O’Donnell acknowledged that he and others had perhaps not expected the high levels of competition and the rapidly softening reinsurance rates to persist so far into the year. It seems that many assumed that a pricing floor would be found before the mid-year renewals, but O’Donnell said there is no sign of a deceleration of this trend and that there is more competition and capital than he had expected.
When asked where he saw the irrational behaviour coming from, whether it was from traditional reinsurance companies or from the ILS market, O’Donnell insinuated that both are guilty; “I think at this point capacity is capacity and we are seeing strong competition coming from all sectors to be honest.”
On the other side of the coin, RenaissanceRe stands in a good position to take advantage of reinsurance pricing to improve its own retrocessional reinsurance protection. O’Donnell said that the firm will remain open to all forms of protection and capital, including catastrophe funds, traditional reinsurance and other forms of ILS.
O’Donnell is not the only person to suggest that pricing discipline is beginning to slip. Earlier this week Validus Group CEO Ed Noonan said that ILS market discipline waning in Florida. But O’Donnell suggests that pricing discipline may not just be slipping in the ILS space, his comments appear more broadly aimed, that certain players from all forms of capital may be at risk of driving prices too low for the exposures they are assuming.

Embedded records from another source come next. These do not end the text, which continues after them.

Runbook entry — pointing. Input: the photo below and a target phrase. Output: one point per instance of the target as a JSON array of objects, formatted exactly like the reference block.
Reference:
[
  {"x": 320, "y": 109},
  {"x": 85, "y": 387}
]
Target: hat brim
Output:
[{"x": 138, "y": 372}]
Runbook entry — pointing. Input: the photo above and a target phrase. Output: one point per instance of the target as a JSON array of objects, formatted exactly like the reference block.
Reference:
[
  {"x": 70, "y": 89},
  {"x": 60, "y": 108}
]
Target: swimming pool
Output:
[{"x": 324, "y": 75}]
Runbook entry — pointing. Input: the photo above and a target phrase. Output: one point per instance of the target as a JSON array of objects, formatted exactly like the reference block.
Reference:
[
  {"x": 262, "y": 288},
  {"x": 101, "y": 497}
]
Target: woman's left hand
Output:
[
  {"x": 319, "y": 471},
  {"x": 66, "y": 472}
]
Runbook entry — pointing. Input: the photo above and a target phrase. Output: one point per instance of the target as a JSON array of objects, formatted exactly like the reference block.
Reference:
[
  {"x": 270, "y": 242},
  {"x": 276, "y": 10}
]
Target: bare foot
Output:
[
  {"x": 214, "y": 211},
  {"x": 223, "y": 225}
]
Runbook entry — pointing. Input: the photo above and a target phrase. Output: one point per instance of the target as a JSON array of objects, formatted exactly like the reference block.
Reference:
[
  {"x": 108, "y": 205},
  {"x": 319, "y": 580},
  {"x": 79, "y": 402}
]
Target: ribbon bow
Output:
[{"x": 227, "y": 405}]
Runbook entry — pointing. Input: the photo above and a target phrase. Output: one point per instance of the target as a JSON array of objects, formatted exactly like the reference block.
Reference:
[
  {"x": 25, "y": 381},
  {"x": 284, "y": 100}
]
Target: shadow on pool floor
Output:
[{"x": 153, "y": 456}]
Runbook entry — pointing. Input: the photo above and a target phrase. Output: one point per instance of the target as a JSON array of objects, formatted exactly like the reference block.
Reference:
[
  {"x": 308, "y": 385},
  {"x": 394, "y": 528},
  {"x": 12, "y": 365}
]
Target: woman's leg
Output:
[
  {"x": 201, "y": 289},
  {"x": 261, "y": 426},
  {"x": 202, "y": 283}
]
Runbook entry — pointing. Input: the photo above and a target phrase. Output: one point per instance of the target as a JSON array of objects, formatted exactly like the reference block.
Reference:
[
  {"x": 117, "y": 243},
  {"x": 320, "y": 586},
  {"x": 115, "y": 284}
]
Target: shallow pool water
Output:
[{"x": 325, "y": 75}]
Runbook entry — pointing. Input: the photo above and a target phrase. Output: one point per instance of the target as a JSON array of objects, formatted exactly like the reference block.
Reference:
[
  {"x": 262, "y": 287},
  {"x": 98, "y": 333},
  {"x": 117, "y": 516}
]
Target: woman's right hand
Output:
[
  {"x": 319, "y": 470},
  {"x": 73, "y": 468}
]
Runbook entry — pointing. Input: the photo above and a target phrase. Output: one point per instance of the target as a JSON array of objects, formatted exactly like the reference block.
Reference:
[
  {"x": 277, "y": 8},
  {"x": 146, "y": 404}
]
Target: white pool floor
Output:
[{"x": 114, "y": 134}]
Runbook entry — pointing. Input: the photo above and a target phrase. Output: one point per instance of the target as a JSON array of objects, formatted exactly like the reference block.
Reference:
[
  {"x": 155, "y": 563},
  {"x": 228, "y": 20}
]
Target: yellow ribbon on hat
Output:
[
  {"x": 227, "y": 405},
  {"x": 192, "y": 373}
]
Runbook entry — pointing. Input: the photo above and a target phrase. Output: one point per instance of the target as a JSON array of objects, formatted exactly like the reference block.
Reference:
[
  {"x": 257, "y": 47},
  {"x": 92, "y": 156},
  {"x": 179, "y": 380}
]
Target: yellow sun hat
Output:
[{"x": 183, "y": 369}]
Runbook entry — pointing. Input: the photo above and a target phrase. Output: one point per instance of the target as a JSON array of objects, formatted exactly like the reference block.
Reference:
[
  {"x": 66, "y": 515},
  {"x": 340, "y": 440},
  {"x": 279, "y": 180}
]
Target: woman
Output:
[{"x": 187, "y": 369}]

Those who do lose discipline will risk being bitten should the 2014 Atlantic hurricane season throw up a landfalling storm or two. It will not take much, at least not as much as in previous years, for attachment points on reinsurance policies to be reached this wind season with coverage terms expanded and lower pricing helping cedents buy cover lower down.
Dropping your pricing too far, while giving away too much, is a very risky strategy. The reinsurance market has been caught out for this in the past. Let’s hope for the market’s sake that any lack of discipline is restricted to the few and the majority continue to underwrite with their capitals risk appetite in mind.